Signaling pathways that modulate amino acid, insulin/IGF-I, and resistance exercise–induced activation of mTORC1 signaling. Hormones such as insulin and IGF-I signal to mTORC1 through Akt- and ERK1/2-dependent inactivation of TSC1/2 GAP activity, leading to enhanced GTP-loading of Rheb at late endosomal/lysosomal membranes. Amino acids promote GTP loading of RagA/B by both inhibiting Ragulator GAP activity and stimulating GATOR GEF activity. Ragulator also acts to localize the Rag complex to the late endosomal/lysosomal membrane. The binding of mTORC1 to the Rag complex allows it to interact with Rheb-GTP and become active.
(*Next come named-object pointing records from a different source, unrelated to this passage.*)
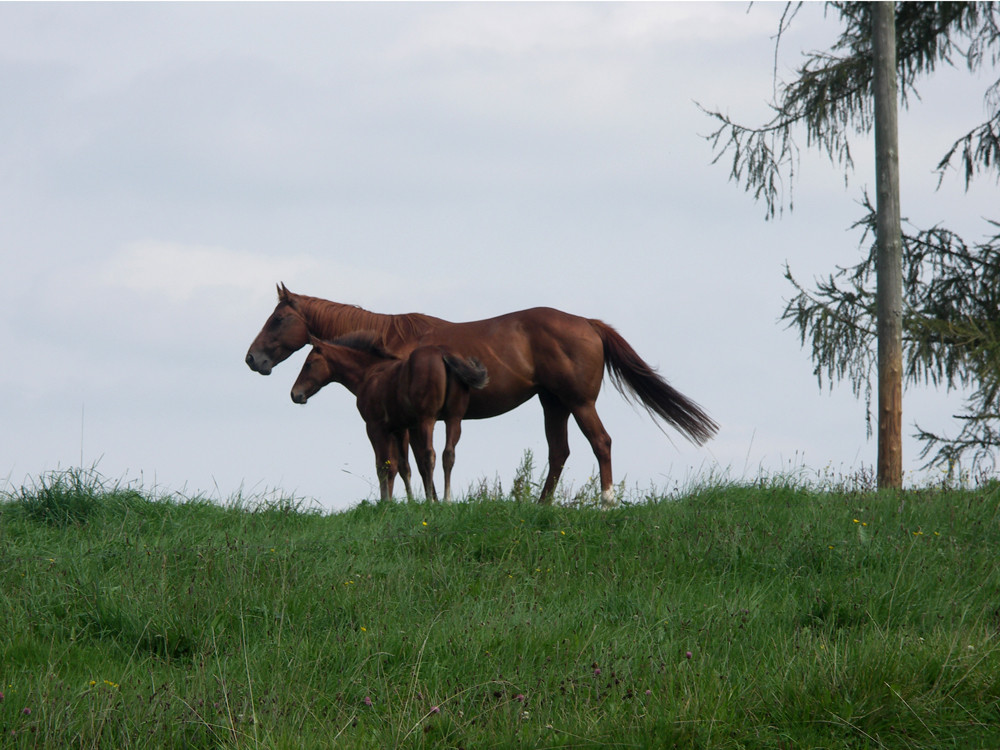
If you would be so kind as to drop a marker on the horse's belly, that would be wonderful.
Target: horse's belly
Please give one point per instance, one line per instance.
(491, 403)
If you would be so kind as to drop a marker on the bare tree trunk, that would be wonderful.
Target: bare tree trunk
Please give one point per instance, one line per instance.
(889, 266)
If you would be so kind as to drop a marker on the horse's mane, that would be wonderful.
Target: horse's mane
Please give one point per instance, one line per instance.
(329, 320)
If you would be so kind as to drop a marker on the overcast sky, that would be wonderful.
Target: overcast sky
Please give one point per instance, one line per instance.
(163, 166)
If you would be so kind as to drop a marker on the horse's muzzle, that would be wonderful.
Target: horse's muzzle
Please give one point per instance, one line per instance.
(263, 367)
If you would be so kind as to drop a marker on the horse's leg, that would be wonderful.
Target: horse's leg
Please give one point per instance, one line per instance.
(557, 435)
(404, 463)
(423, 450)
(386, 463)
(453, 431)
(600, 441)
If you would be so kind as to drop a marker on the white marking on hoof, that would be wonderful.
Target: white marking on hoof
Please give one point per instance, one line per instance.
(608, 498)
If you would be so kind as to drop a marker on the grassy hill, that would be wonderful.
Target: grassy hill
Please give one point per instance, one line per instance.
(733, 617)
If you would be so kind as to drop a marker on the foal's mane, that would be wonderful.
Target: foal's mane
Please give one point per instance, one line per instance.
(364, 341)
(329, 320)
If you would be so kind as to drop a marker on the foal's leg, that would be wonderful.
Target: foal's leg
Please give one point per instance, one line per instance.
(452, 432)
(422, 439)
(386, 462)
(404, 463)
(600, 441)
(557, 435)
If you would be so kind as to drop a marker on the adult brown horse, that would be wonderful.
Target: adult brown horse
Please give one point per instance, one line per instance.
(396, 398)
(559, 357)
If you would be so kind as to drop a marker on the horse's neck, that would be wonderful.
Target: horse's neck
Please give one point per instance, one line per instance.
(328, 320)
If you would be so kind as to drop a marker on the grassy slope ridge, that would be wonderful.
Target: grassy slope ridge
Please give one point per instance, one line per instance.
(735, 617)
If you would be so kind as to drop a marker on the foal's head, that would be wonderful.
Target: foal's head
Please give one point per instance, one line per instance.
(331, 361)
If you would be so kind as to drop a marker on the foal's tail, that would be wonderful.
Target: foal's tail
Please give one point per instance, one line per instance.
(470, 371)
(637, 381)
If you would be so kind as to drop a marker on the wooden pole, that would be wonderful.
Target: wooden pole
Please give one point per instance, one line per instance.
(888, 237)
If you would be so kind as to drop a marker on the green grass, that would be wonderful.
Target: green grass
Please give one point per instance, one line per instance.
(767, 616)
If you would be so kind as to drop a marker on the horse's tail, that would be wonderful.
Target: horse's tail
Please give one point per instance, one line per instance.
(470, 371)
(639, 382)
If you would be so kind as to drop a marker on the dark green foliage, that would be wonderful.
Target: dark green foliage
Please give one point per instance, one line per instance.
(950, 321)
(832, 96)
(951, 331)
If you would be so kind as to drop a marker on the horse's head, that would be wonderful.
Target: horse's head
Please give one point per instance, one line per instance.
(315, 373)
(283, 333)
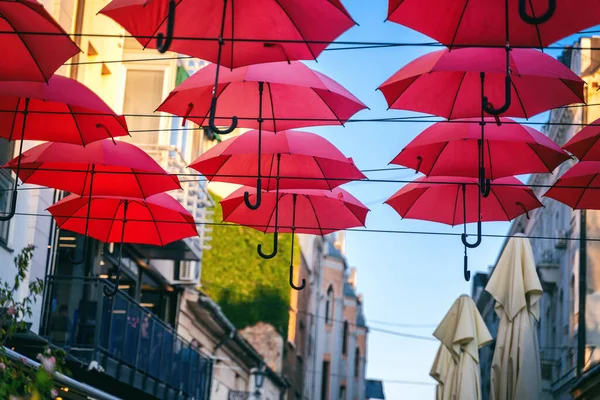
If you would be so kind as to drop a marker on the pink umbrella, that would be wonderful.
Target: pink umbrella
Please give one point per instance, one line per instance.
(318, 212)
(455, 84)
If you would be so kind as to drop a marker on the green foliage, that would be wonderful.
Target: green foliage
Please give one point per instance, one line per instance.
(18, 381)
(248, 288)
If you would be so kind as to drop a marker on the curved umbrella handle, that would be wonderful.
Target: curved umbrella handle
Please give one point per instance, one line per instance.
(258, 196)
(487, 107)
(211, 119)
(536, 20)
(275, 246)
(164, 42)
(293, 286)
(478, 242)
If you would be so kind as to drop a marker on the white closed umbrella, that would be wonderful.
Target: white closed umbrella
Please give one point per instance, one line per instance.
(462, 332)
(514, 284)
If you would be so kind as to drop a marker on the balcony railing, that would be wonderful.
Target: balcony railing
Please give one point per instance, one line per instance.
(119, 332)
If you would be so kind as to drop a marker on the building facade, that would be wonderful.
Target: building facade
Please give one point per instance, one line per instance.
(558, 257)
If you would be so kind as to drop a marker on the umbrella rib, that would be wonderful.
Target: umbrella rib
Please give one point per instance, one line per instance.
(458, 24)
(584, 190)
(316, 216)
(519, 97)
(28, 50)
(456, 205)
(323, 173)
(76, 124)
(12, 128)
(272, 107)
(328, 106)
(457, 91)
(155, 224)
(297, 29)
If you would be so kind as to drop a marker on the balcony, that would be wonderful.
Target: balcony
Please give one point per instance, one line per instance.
(130, 343)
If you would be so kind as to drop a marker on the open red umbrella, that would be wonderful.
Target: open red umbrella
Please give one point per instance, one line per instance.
(158, 220)
(478, 23)
(454, 201)
(306, 161)
(585, 144)
(62, 110)
(313, 212)
(452, 150)
(579, 187)
(33, 44)
(102, 168)
(452, 84)
(264, 30)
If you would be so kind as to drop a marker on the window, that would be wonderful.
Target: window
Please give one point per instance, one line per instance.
(143, 93)
(329, 305)
(345, 338)
(325, 381)
(6, 183)
(356, 362)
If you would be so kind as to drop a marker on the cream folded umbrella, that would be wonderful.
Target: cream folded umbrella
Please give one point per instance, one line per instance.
(514, 284)
(462, 332)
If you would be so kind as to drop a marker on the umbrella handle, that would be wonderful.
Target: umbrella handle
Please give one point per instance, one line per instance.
(536, 20)
(488, 108)
(164, 42)
(211, 119)
(258, 196)
(275, 246)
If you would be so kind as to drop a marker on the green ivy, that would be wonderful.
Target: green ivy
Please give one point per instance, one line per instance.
(248, 288)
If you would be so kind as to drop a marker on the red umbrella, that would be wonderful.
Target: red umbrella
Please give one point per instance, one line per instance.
(158, 220)
(264, 30)
(451, 84)
(584, 145)
(318, 212)
(277, 96)
(439, 199)
(483, 23)
(102, 168)
(63, 110)
(578, 187)
(31, 56)
(306, 161)
(452, 150)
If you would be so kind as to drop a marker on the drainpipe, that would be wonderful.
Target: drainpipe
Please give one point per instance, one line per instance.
(221, 343)
(581, 329)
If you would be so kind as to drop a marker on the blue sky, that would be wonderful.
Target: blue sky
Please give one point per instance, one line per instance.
(407, 279)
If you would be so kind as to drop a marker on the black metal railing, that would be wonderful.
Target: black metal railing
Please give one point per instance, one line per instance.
(79, 318)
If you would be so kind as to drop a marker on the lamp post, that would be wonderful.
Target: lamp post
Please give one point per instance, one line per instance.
(259, 379)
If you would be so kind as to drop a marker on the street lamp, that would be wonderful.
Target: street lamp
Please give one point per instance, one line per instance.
(259, 379)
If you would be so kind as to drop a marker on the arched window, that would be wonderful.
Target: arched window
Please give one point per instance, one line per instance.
(329, 305)
(356, 362)
(345, 338)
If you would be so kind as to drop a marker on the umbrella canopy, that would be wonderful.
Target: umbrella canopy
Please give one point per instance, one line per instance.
(449, 83)
(584, 145)
(578, 187)
(63, 110)
(453, 150)
(294, 96)
(514, 284)
(463, 333)
(117, 169)
(31, 57)
(158, 220)
(482, 23)
(316, 212)
(440, 199)
(265, 30)
(442, 371)
(307, 161)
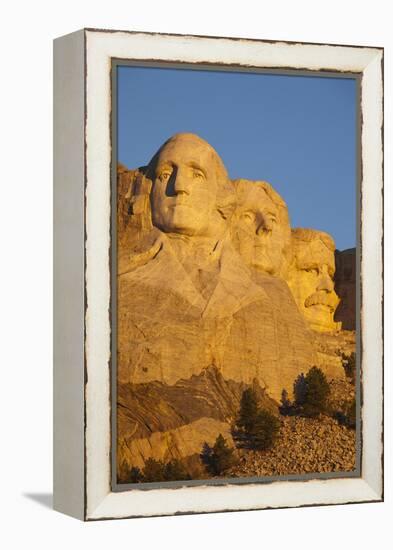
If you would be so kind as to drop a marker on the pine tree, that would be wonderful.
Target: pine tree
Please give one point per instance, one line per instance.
(300, 390)
(317, 393)
(218, 458)
(264, 430)
(248, 409)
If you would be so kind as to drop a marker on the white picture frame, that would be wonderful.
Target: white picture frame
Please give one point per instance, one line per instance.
(82, 244)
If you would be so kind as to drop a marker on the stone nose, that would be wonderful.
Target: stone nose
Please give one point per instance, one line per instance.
(181, 182)
(325, 282)
(263, 224)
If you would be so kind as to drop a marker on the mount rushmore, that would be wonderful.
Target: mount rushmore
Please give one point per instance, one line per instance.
(215, 292)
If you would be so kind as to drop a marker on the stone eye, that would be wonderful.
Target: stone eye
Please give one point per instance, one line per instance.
(196, 174)
(164, 176)
(247, 217)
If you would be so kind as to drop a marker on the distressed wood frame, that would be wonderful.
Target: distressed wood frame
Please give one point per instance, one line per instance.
(82, 243)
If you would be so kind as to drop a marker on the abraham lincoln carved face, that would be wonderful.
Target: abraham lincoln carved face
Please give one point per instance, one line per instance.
(311, 278)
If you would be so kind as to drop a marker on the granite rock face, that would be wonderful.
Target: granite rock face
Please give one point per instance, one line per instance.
(345, 285)
(310, 278)
(207, 301)
(162, 421)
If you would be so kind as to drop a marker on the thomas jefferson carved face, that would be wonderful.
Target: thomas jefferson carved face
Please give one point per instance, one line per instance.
(311, 278)
(187, 176)
(260, 228)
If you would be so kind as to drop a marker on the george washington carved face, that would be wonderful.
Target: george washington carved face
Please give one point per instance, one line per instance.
(189, 186)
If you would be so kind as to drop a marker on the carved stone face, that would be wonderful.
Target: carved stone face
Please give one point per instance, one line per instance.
(184, 193)
(312, 285)
(261, 231)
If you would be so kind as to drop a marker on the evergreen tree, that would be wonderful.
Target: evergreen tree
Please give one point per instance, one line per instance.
(286, 405)
(300, 390)
(218, 458)
(317, 393)
(248, 409)
(349, 364)
(264, 430)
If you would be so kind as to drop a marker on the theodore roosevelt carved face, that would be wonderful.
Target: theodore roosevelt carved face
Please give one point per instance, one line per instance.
(190, 188)
(260, 227)
(311, 278)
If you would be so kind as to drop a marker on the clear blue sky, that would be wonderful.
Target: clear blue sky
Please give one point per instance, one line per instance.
(296, 132)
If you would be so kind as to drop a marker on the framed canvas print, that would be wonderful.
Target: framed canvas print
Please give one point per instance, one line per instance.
(218, 274)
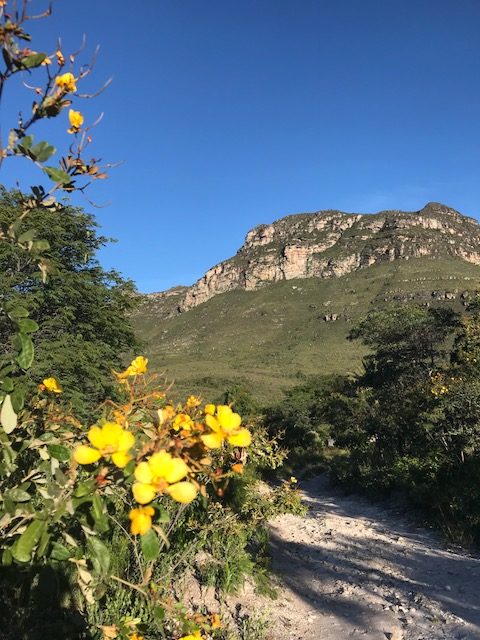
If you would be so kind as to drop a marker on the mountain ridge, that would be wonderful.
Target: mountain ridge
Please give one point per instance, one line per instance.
(332, 243)
(267, 336)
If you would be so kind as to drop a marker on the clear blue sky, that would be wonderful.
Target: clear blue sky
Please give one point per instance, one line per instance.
(232, 113)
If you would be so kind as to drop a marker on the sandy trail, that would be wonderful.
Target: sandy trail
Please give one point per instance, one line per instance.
(350, 569)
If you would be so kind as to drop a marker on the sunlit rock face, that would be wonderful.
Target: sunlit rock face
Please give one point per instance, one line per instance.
(330, 244)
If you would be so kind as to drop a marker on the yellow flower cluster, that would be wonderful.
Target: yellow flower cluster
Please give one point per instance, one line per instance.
(52, 385)
(76, 121)
(180, 447)
(109, 441)
(196, 635)
(137, 367)
(66, 82)
(224, 425)
(163, 473)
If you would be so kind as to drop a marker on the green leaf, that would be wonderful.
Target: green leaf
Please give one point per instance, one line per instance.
(100, 556)
(43, 151)
(43, 544)
(98, 513)
(150, 545)
(18, 495)
(8, 417)
(25, 357)
(7, 557)
(6, 385)
(57, 175)
(18, 398)
(6, 370)
(59, 552)
(16, 312)
(26, 142)
(84, 488)
(34, 60)
(40, 245)
(27, 236)
(159, 613)
(27, 325)
(23, 547)
(59, 452)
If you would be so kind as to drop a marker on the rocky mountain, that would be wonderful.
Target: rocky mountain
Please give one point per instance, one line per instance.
(329, 244)
(282, 307)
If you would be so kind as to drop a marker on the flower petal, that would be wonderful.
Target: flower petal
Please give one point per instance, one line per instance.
(183, 492)
(86, 455)
(178, 469)
(160, 463)
(212, 440)
(229, 421)
(126, 441)
(143, 473)
(120, 459)
(241, 438)
(97, 437)
(212, 422)
(143, 493)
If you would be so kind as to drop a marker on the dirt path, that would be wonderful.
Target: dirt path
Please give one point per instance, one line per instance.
(350, 569)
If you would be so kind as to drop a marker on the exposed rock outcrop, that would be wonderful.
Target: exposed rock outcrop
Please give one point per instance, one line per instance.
(329, 244)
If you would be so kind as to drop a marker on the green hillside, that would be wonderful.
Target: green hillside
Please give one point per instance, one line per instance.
(269, 338)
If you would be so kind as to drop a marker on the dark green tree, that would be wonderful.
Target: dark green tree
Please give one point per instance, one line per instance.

The signaling pathway or pathways through which resistance exercise acts to stimulate mTORC1 signaling is less clear, with Akt, ERK, and phosphatidic acid all playing possible roles. c7orf59, chromosome 7 open reading frame 59; ERK, extracellular-regulated protein kinase; GAP, GTPase activator protein; GATOR, GAP activity toward Rags; GEF, guanine nucleotide exchange factor; IGF-I, insulin-like growth factor I; mLST8, lethal with SEC13 protein 8; mTOR, mechanistic target of rapamycin; mTORC, mTOR complex; Rag, Ras-related GTP binding; raptor, regulatory-associated protein of mTOR, complex 1; Rheb, ras homolog enriched in brain; Sec13, secretory 13; TBC1D7, ubiquitin specific peptide 6 (Trc-2)/budding uninhibited by benzimidazole/cell division cycle; TSC, tuberous sclerosis complex.

FIGURE 2.

mTORC1 interacts with Rheb and Rag GTPases at the late endosomal/lysosomal membrane. The Ragulator complex is anchored to late endosomal/lysosomal membranes through p18, which is myristoylated and palmitoylated (12). The RagA/B-RagC/D complex binds to Ragulator, and when RagA/B is associated with GTP, it also binds to mTORC1 to recruit it to the membrane where it interacts with Rheb. Rheb is also subject to lipid modification (farnesylation), leading to its localization to intracellular membranes (reviewed in reference 45). The results of studies assessing TSC1/2 subcellular distribution have been inconsistent. However, a portion of the complex has been shown to interact with subcellular membranes (46). It seems likely that TSC1/2 interfaces with Rheb at the late endosomal/lysosomal membrane. c7orf59, chromosome 7 open reading frame 59; IGF-I, insulin-like growth factor I; mLST8, lethal with SEC13 protein 8; mTOR, mechanistic target of rapamycin; mTORC, mTOR complex; Rag, Ras-related GTP binding; raptor, regulatory-associated protein of mTOR, complex 1; Rheb, ras homolog enriched in brain; TBC1D7, ubiquitin specific peptide 6 (Trc-2)/budding uninhibited by benzimidazole/cell division cycle; TSC, tuberous sclerosis complex.